P (P-value), FDR (false discovery rate), and CIs (Confidence Intervals for Beta coefficient from linear regression model).

As an alternative approach to identify COPD subtype proteomic biomarkers that leverages the large number of control participants in COPDGene, we evaluated the proteomic expression differences among controls, participants with EPD, and participants with NEPD using ANOVA (one-way ANOVA) and post-hoc SNK tests.41 Most of the proteomic target biomarkers (102/124 at UniProt ID level, 103/125 at SomaScan Probe level) identified in the linear regression models were also significant using the ANOVA/SNK approach, as shown in Supplemental Figure S4. Comparison of protein expression levels for COPD subtype biomarkers in control, emphysema-predominant COPD, and non-emphysema predominant COPD are shown in Supplemental Table S7: most proteomic biomarkers had similar levels in participants with NEPD and control, and significantly lower values in participants with EPD.

To evaluate the impact of airflow obstruction severity on proteomic biomarker detection, we identified significant COPD subtype proteomic associations with adjustment for FEV1% predicted (FDR controlled at 0.05) in Supplemental Table S4. Fifty-nine of the original 124 protein biomarkers (two biomarkers with higher expression level in EPD and 57 biomarkers with higher expression level in NEPD) were consistent after adjusting for FEV1% predicted with FDR controlled at 0.05, as shown in Supplemental Figure S5.

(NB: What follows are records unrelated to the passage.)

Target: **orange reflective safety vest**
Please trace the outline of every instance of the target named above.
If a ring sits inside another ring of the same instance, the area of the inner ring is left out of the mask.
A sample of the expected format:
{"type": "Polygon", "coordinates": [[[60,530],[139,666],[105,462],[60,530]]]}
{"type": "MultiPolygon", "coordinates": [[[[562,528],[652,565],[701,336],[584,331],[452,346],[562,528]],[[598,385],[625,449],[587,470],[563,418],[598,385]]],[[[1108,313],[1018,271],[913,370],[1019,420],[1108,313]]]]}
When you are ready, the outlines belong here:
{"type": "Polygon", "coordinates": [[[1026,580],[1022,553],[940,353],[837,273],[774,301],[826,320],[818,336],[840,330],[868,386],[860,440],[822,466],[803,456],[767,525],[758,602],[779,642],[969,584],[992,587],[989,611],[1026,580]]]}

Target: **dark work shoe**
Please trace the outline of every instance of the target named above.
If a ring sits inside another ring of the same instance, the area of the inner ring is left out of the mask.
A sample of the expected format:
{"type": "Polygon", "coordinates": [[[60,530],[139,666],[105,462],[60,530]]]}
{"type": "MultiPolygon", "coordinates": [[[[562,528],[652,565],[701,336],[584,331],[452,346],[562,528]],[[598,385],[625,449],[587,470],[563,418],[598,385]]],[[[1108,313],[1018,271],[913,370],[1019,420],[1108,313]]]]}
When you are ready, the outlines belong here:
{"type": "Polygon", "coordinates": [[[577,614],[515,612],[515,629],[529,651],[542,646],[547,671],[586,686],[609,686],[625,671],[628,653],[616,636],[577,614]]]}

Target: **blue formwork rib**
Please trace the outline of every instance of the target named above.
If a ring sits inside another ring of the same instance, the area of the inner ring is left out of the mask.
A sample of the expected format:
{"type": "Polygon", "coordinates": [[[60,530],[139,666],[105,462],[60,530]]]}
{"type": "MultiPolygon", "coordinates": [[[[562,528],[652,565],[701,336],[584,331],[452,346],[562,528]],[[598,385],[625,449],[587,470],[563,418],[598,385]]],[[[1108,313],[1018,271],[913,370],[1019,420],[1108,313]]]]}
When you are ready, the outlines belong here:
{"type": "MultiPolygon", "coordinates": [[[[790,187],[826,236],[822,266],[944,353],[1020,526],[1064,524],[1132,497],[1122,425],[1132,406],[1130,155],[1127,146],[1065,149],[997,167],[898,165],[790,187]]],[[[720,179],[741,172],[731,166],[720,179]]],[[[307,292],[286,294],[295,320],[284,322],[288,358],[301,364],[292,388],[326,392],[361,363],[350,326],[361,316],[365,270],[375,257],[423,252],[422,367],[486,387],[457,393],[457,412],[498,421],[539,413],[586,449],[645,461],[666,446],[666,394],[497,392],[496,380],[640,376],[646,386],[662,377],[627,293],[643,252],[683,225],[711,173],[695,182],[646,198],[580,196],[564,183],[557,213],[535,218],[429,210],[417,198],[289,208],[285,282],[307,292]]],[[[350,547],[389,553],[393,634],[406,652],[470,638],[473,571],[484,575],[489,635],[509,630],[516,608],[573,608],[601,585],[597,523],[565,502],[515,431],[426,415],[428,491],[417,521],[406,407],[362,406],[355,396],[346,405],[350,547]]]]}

Proteomic expression levels for two previously reported proteins in COPD pathogenesis, sRAGE21 and PIGR,42,43 are shown in Supplemental Figure S6. Lower protein levels were observed in EPD for both proteins compared to participants with NEPD and control.

Pair-wise protein-protein correlations were evaluated in COPD subtype proteomic biomarkers. Higher correlations were observed between biomarkers with higher expression levels in participants with NEPD, as shown in Supplemental Figure S7.

We also compared identified COPD subtype biomarkers with previously reported cardiac biomarkers (60 detectable in COPDGene SOMAScan proteomics panel) and found five overlapping biomarkers including NPPB,44 DSC2,45 CST3,46 KRT1,47 and ADH1B.48 All five proteins have higher expression levels in non-emphysema predominant COPD and all were previously reported to be expressed more highly in cardiac diseases (Supplemental Table S8).

Pathway analysis

Since the vast majority of the 124 protein biomarkers identified in COPDGene had a similar direction of effect in SPIROMICS, we performed gene set enrichment analysis and gene ontology enrichment analysis using the 124 significant protein biomarkers from COPDGene. Significant results for HALLMARK gene sets and GO enrichment are shown in Fig. 3. Significant KEGG and REACTOME gene set enrichment results are presented in Supplemental Figure S8. COPD subtype-associated proteomic biomarkers are significantly enriched for important biological processes including cell adhesion, collagen-containing extracellular matrix, and epithelial mesenchymal transition.

Fig. 3.

Fig. 3

HALLMARK Gene sets and gene ontology enrichment analysis for COPD subtype proteomic associations. Significant gene sets were selected with q-value < 0.05, and significant gene ontology terms were selected with P-value < 0.001.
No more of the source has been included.